介護福祉士

介護福祉士の資格について

■介護福祉士ってどんな資格?

介護福祉士は介護に関する専門職の国家資格で、別名「ケアワーカー」とも呼ばれています。
近年の急速な高齢化の進行に伴って、福祉に関する相談や介護を依頼するための専門能力を有する人材を養成し、在宅や施設における介護の充実強化を図ること、国民の福祉を向上させることを目的として制定された資格となります。
要介護の高齢者や障害のある方に対して、スムーズな日常生活を営めるように、一人ひとりの状況に応じた介助をしたり、介護に関する相談や指導を行ったりすることが主な仕事です。

■介護福祉士の国家資格を取得するメリットって?

では、実際に介護福祉士の国家資格を取得すると、どのようなメリットがあるのかをご紹介します!

社会的信頼性が高い!

ケアマネージャーや介護職員初任者研修と違い、介護福祉士は2018年9月時点で介護福祉系資格の中で唯一の国家資格です。
介護福祉士の資格を取得し登録をすることで、国に認められた介護職であるという証になります。
介護についての専門的な技術や知識を有している前提となるため、雇用する側からの評価が高くなり、就職や転職に活かして安定した雇用につなげることができるでしょう。
一度資格を取得すれば全国どこでも通用するため、介護職で活躍したいと考えている人には一生ものの資格といえます。

待遇面にメリットがある!

介護施設によって違いはありますが、多くの施設で介護福祉士の資格取得者には資格手当が加算される傾向が高めです。
そのため、無資格者と比べ待遇面に違いが出てきます。実際の求人をみてみると、初任者研修修了者の手当が月3,000~5,000円に対して、介護福祉士資格取得者の場合は月1~2万円と高くなっており、給与アップには資格取得が非常に有効です。

仕事の幅が広がる!

施設で配置が必要なサービス提供責任者や生活相談員、チームリーダーなどの役職は介護福祉士の有資格者でなければならない場合も多くあります。資格を持っていることで、ヘルパーとしての仕事だけではなく、管理職の仕事に携わるチャンスになります。
仕事の幅が広がることで、キャリアアップや給与アップだけでなく、より介護の仕事に対して広い知識や多くの経験を積むことができ、上位資格である「認定介護福祉士」を目指す際にも役立っていくでしょう。

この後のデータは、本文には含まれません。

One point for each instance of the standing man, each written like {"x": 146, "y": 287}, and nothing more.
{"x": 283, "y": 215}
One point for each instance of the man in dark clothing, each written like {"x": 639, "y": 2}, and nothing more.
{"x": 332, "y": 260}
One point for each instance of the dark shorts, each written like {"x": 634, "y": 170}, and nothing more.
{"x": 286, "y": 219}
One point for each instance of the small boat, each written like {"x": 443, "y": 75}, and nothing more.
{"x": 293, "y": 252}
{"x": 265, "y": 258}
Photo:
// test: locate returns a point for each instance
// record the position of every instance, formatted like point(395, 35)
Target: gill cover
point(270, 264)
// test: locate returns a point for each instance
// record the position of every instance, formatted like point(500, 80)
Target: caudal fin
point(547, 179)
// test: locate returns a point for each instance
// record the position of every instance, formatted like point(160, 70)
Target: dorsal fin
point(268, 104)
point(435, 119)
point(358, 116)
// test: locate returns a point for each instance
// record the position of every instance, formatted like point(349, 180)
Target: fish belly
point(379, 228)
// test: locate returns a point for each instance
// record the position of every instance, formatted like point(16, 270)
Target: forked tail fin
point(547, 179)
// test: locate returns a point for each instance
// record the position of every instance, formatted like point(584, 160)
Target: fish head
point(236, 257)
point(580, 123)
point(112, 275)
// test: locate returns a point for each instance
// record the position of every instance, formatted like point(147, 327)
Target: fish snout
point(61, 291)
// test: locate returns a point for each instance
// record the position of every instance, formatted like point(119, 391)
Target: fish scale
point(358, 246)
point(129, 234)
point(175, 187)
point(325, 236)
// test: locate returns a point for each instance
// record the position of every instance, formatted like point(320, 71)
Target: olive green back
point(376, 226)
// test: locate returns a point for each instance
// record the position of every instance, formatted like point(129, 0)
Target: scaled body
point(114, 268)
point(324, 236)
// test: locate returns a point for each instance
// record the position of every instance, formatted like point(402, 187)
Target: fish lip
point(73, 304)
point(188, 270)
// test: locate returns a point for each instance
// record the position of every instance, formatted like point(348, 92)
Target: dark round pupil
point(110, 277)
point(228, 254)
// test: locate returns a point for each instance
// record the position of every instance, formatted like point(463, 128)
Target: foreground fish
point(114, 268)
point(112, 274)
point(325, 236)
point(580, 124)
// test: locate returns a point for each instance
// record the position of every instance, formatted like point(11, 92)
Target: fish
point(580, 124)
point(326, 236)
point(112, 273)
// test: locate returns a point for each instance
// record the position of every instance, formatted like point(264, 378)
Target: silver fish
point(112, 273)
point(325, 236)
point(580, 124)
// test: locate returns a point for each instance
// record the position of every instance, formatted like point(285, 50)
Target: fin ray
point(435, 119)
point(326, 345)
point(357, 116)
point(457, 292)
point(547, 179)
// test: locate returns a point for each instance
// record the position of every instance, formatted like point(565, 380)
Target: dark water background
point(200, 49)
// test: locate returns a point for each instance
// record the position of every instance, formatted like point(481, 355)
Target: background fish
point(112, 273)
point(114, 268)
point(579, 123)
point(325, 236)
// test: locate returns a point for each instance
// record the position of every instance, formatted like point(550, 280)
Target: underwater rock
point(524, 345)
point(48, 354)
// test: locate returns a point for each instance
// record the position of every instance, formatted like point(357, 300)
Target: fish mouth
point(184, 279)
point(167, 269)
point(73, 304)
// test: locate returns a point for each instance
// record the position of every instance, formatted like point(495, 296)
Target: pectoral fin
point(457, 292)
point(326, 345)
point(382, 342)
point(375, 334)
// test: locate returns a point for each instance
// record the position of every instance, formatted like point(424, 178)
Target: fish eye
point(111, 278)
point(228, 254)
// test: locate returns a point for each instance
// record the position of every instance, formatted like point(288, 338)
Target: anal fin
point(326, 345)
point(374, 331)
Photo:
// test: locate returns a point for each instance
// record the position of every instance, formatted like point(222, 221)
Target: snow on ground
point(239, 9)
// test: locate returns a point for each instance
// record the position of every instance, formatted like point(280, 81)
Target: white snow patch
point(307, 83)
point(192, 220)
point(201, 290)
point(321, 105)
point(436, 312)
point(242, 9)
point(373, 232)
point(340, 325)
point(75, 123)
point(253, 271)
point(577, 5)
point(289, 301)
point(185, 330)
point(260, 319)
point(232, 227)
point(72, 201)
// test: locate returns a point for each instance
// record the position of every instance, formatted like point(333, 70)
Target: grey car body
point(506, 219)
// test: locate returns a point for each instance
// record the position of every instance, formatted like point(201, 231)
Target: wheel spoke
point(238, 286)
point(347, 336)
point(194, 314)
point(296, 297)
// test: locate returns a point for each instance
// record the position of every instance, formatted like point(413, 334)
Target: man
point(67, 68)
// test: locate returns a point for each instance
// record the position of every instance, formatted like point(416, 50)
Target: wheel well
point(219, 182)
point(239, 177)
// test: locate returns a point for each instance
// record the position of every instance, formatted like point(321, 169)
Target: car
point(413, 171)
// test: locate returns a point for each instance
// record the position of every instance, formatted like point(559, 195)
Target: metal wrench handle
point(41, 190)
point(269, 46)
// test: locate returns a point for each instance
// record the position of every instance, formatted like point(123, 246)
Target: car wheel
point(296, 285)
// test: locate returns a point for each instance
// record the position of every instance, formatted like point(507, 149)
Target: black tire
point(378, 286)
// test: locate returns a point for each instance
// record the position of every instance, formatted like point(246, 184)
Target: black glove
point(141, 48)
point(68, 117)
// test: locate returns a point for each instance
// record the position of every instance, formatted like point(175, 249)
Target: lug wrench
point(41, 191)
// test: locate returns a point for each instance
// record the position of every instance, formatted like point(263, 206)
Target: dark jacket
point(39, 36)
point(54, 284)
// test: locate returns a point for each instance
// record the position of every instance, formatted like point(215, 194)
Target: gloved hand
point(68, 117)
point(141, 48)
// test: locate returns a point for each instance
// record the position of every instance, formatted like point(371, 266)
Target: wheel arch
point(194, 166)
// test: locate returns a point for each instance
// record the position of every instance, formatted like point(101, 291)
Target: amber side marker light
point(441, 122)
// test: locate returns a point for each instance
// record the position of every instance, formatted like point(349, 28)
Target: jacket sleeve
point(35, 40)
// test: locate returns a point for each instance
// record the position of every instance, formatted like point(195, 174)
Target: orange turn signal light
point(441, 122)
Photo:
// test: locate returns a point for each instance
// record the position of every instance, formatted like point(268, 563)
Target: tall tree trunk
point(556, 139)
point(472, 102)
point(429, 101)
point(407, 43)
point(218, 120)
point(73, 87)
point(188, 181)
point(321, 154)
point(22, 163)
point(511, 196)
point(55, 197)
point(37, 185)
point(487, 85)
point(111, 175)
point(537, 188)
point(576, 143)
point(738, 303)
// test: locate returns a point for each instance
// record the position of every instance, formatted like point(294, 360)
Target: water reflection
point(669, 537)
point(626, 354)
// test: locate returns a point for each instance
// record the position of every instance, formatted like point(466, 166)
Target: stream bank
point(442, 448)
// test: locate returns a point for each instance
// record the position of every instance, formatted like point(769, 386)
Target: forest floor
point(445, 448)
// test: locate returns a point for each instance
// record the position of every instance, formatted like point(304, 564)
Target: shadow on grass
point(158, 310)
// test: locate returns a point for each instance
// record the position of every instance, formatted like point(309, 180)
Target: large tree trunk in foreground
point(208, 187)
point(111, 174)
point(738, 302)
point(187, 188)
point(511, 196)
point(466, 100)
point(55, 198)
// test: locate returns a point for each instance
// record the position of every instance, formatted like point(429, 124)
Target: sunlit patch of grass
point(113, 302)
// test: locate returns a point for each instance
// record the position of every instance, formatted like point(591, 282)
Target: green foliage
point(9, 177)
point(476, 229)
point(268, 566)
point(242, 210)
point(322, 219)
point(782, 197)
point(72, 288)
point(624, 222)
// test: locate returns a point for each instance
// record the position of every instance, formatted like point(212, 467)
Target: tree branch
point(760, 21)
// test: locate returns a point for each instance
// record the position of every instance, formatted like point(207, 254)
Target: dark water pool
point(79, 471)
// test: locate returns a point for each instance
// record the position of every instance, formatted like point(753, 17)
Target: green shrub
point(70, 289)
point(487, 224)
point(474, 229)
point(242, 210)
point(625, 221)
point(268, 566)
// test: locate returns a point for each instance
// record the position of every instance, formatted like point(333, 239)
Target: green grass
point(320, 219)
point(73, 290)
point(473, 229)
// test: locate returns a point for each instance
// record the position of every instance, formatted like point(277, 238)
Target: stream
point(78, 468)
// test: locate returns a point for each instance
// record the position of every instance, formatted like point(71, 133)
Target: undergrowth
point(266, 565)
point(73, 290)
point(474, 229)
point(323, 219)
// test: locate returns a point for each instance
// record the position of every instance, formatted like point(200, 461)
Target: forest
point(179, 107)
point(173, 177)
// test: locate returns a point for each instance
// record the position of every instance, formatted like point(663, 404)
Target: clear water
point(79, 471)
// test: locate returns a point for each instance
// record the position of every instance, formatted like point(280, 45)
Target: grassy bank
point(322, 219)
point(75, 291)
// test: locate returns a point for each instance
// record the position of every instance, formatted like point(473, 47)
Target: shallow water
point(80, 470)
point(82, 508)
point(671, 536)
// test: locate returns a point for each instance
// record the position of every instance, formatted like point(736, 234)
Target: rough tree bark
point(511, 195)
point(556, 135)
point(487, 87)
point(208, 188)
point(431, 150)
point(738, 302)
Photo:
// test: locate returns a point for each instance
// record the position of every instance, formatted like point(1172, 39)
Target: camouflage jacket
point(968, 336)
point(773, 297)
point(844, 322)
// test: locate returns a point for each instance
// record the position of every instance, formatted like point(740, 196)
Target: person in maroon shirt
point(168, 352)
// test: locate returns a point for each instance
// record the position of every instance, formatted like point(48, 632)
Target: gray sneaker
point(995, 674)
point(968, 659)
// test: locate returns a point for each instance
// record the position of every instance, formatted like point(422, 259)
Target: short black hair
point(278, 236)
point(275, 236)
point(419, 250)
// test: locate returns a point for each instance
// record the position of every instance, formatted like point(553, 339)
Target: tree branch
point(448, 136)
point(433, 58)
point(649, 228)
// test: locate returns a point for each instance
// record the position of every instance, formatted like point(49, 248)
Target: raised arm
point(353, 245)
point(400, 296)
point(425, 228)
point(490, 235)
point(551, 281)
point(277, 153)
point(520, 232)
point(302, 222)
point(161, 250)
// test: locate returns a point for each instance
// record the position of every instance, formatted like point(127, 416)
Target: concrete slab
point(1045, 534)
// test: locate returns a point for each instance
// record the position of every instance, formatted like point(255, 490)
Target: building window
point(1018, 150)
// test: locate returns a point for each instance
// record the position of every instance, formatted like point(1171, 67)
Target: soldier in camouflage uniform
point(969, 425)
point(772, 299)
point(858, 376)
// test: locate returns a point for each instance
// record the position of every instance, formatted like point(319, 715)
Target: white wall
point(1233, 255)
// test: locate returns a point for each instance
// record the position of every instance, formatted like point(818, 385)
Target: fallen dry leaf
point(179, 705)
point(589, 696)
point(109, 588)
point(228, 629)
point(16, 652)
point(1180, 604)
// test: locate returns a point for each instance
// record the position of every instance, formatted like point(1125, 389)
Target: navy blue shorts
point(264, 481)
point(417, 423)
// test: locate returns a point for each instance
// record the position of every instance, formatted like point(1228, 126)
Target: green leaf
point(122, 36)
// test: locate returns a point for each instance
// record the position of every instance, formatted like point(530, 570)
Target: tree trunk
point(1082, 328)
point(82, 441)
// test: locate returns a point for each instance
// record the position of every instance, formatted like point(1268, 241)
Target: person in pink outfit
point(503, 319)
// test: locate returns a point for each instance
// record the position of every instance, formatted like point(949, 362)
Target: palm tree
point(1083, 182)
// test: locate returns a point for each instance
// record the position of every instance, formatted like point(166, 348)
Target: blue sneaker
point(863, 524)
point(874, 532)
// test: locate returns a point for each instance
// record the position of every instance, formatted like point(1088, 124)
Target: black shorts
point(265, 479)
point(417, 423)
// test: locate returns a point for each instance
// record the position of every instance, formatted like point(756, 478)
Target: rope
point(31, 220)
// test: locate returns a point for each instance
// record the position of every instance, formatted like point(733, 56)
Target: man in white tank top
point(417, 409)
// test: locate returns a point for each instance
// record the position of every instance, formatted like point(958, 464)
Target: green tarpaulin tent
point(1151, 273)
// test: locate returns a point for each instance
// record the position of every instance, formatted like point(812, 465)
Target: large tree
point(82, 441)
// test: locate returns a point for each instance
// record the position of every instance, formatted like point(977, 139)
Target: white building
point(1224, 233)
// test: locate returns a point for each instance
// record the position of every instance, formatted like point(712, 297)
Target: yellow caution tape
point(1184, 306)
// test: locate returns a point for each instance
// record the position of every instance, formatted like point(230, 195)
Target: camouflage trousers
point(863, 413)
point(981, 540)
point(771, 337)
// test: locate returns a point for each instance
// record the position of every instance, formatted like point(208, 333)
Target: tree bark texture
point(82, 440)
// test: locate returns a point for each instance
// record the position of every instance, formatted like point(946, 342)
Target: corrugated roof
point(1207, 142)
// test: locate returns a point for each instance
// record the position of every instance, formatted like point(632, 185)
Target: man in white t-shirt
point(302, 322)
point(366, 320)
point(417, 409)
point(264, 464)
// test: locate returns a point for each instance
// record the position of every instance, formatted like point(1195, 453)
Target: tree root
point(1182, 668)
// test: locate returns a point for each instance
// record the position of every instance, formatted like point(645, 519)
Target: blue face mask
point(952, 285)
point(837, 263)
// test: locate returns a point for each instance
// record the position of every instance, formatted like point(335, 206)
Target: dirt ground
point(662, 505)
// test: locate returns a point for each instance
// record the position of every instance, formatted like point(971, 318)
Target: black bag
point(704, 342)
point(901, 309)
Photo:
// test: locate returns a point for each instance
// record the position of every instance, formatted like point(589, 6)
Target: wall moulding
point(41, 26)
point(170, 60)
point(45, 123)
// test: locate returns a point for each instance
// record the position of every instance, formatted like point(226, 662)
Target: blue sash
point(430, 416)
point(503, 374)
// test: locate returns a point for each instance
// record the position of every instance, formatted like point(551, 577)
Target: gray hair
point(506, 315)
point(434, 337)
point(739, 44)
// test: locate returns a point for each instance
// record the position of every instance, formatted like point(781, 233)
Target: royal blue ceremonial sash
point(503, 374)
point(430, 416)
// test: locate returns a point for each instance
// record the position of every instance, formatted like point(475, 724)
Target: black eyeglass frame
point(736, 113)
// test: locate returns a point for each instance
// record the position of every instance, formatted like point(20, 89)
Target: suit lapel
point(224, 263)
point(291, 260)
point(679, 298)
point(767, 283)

■介護福祉士国家試験の受験資格や受験方法、合格率は?

ここからは、具体的な介護福祉士国家試験の概要についてまとめましたので、詳しく見ていきましょう!

1. 介護福祉士国家試験の受験資格

介護福祉士国家試験を受験するには、必ず受験資格を満たす必要があります!
受験資格を満たすためのルートは3つあり、いずれかに該当しないと受験資格が認められないため注意が必要です。

ルート1:実務経験+実務者研修

実務経験が3年以上の場合は実務者研修修了と合わせて受験資格となり、実技試験が免除されます
実務経験は、従業期間・従事日数ともに現に就労した期間・日数の要件を満たす必要があります。
また、試験実施年度の3月31日までの従業期間・従事日数を通算することができます。

実務経験+実務者研修

ルート2:福祉系高校

福祉系高校卒業のルートで受験する場合は、入学年度によって学習するカリキュラムが異なるため、平成21年度以降の入学か否かによって必要な受験資格が変わってきます。
特例高校を卒業もしくは福祉系高校に平成20年度以前に入学した場合は、「介護技術講習」を修了する必要があり、修了すると実技試験が免除されます。
※平成21年度以降に入学した場合は、新カリキュラムのため実技試験が免除されています。

福祉系高校

ルート3:養成施設

文部科学大臣及及び厚生労働大臣の指定した学校、または都道府県知事の指定した介護福祉士の養成施設を卒業した場合は受験資格が得られます。
※実技試験は免除となります。

養成施設

働きながら資格を取得するなら「実務経験ルート」!

仕事と勉強を両立しながら学校に通うのは大変…。ですが、実務経験ルートの場合は実務経験が3年以上という条件があるものの、養成施設などに長期間通う必要はなく費用も抑えられます。
実務経験と併せて必要な「実務者研修」も、持っている資格(介護職員初任者研修やホームヘルパー1級など)によっては最短1ヶ月半程で受講修了することも可能です。
しかし、社会福祉施設や病院での実務経験がある場合でも、対象となる職種とならない職種があるため、事前にきちんと確認が必要です!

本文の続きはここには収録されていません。